University changes must not increase the tertiary education divide

25 November 2014

In the push to have the tertiary education sector changes pass the Senate, it is vital that the particular interests of rural students and regional universities are not put at risk.

Students from rural and remote areas are already disadvantaged when it comes to access to tertiary education. Only 12 per cent of tertiary education is provided in rural and regional areas, and over half of the rural and remote students undertaking tertiary study have to live away from home. So, despite their lower incomes on average, many rural families have to pay some $25,000 a year extra for a child to relocate to attend university.

Regional universities provide access to tertiary education relatively close at hand for people living in rural and remote areas. They have a higher proportion of students from low-income families and assuming that 'market-driven rates' for courses are higher than those currently being charged, it will be those families who are most affected.

Where places in the metropolitan universities are concerned, rural families will have to cope with both the higher fees and the cost of establishing a second home in the city.

The NRHA rejects the notion that rural universities can find their ‘market niche’ in providing sub-professional programs.
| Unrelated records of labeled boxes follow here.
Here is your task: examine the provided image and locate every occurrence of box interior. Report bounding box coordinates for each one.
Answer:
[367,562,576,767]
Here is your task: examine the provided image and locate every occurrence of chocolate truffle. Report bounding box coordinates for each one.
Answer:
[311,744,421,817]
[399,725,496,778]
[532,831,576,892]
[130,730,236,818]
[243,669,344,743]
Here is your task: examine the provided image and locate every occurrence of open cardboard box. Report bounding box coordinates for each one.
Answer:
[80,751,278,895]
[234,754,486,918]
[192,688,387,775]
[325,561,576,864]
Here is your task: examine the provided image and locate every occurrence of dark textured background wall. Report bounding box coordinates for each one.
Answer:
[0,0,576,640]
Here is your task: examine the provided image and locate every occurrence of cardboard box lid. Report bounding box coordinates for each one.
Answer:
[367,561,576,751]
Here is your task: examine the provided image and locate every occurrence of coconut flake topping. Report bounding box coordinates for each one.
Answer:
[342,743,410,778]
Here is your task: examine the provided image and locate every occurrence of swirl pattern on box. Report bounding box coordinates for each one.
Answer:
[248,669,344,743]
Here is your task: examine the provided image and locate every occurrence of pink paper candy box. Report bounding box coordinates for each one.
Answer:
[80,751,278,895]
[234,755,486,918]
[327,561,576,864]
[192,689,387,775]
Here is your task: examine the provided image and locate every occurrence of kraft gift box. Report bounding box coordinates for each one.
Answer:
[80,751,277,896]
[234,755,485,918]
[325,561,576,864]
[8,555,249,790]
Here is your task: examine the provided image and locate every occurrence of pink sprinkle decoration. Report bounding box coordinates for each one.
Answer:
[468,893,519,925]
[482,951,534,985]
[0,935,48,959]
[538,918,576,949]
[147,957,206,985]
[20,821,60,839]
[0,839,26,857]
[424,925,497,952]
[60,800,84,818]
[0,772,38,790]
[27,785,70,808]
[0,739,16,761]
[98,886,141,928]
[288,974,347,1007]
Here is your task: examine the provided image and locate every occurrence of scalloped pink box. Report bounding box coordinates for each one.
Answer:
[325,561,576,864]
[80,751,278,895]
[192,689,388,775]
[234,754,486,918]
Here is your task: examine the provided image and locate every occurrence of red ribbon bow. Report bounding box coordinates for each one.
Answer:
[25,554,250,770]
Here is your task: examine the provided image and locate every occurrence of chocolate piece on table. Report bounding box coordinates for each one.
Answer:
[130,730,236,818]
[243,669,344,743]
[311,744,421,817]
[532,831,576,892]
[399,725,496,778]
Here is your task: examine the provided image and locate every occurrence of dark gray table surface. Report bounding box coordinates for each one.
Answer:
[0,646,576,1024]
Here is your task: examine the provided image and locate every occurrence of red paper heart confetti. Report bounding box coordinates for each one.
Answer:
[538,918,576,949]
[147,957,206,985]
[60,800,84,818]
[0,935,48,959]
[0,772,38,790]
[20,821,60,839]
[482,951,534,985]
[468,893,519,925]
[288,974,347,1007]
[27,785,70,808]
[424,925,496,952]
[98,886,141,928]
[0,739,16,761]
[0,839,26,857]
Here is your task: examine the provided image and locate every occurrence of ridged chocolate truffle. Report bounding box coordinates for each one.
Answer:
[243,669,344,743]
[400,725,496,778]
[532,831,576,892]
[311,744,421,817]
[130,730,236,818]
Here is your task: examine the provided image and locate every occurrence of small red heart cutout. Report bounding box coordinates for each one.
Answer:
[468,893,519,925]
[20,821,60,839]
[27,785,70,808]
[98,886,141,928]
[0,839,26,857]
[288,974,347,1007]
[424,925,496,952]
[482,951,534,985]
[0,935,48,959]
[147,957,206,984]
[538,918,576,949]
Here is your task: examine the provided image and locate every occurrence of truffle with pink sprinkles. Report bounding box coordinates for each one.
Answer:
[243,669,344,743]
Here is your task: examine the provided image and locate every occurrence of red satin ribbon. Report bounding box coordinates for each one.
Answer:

This would mean that professional programs would become even more city-centric.

The proposal for universities to contribute $1 out of every $5 raised through fee increases to Commonwealth Scholarships for students who are disadvantaged by location and/or socio-economic status would favour universities that can charge the highest fees rather than the universities with the largest number of disadvantaged students.

Overall, the Alliance is concerned that consideration in the Senate recognises the differential effect that the proposed measures in the Bill are likely to have on students in rural and remote areas, and the impact of the changes on the supply of health (and other) professionals to remote communities.

Failure on this will only be another setback for educational access and equity, and ultimately another barrier to national efforts to provide a fair proportion of health and other professionals to rural areas.